The first chapter was published as a standalone story in The Atlantic in June, 1974. (←You can read it here. The internet is amazing, y’all!)
Born in China to American missionaries, Hersey was a pioneer of the so-called “new journalism” (a term he disliked intensely) in the 1960s and 70s, incorporating new narrative and literary techniques into what was previously boring ol’ journalism.
During the Red Scare of the 1950s, he was investigated by the FBI for unAmerican activities. (He had made a donation to the ACLU. Communism!!)
Theodore Geisel / Dr. Seuss was so captivated by an article Hersey wrote detailing how incredibly boring and mind-numbing American elementary education was that he wrote The Cat in the Hat.
Hersey’s well known for his book Hiroshima. And The Wall.
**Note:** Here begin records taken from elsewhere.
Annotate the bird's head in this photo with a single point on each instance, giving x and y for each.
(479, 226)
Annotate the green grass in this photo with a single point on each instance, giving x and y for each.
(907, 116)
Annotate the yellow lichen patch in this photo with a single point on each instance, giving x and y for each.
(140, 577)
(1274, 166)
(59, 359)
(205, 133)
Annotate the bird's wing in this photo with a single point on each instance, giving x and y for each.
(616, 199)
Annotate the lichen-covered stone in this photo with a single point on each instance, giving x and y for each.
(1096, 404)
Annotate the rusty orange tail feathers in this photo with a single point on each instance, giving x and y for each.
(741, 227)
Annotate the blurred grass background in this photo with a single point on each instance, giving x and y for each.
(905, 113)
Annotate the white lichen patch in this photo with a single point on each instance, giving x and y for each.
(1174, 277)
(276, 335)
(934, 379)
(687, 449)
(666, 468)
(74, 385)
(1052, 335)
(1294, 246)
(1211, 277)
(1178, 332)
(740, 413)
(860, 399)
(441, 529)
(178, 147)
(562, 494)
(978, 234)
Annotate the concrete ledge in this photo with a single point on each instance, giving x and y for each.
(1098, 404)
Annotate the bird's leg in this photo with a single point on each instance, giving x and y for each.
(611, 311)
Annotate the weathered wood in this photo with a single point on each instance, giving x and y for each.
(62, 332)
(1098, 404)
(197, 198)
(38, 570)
And the Pulitzer Prize-winning A Bell for Adano.
To be honest, I’d never heard of this Petition book of his.
I read it in a night.
And I quite liked it. Weird and dark and quirky and thought-provoking, the book keeps cropping up in my thoughts as various situations present themselves. It would also make a hell of a provocative stage play.
Frankly, I enjoyed it a heckuva lot more than the literary juggernaut I mentioned at the start of these musings.
…and that’s ok.
That’s why we read. And it’s why we write.
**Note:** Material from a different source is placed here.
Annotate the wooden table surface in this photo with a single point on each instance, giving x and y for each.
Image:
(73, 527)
We write to be heard. To clarify our thoughts. To take a position. To suggest a new way of looking at the same old same old.
We read to hear new voices. To expand our thinking. To quantify and qualify our positions. To consider looking at things we know well in new ways.
We won’t all like the same things.
My novel Dear Alderone will be released into the world in a few weeks. In all likelihood, it will not be a New York Times bestseller. It is highly probable that it won’t be nominated, let alone win, a single award.
But that’s ok. I told the story I wanted needed to tell. Perhaps someday in the future, long after I’m gone, someone will see it and save it from a one-way trip to a dumpster.
Perhaps they’ll take a chance on it.
And perhaps during that moment, my unconscious petition for more space in this universe will be granted. At least for awhile.
Trick or Treat!
Happy Halloween!
I had to share with you the fabulous “Halloween Costume” my friend and mentor Jo Knight Dutkewich made me:
THIS YEAR, I’M GOING AS MYSELF!!!
Write well and read more, me pretties!
I "recycle" books thru my local nursing homes and personal care homes. Also when I travel to work in these types of facilities I take books I have read and place them into their book shelves and occasionally take a new one to read while I'm working there. These types of places don't always have someone to turn over their stock so the residents don't get new choices unless they are brought in from outside. I was at one place and a lady and I traded books all week. She actually waited for mine until I was done with it. She was so happy for new material. Soooo if you have a place like this near you stop in and see if they would like some new reads you are done with. HAPPY HALLOWEEN
That Hersey book sounds fascinating. Did he write it as sci-fi or dystopia or was it more of a prediction?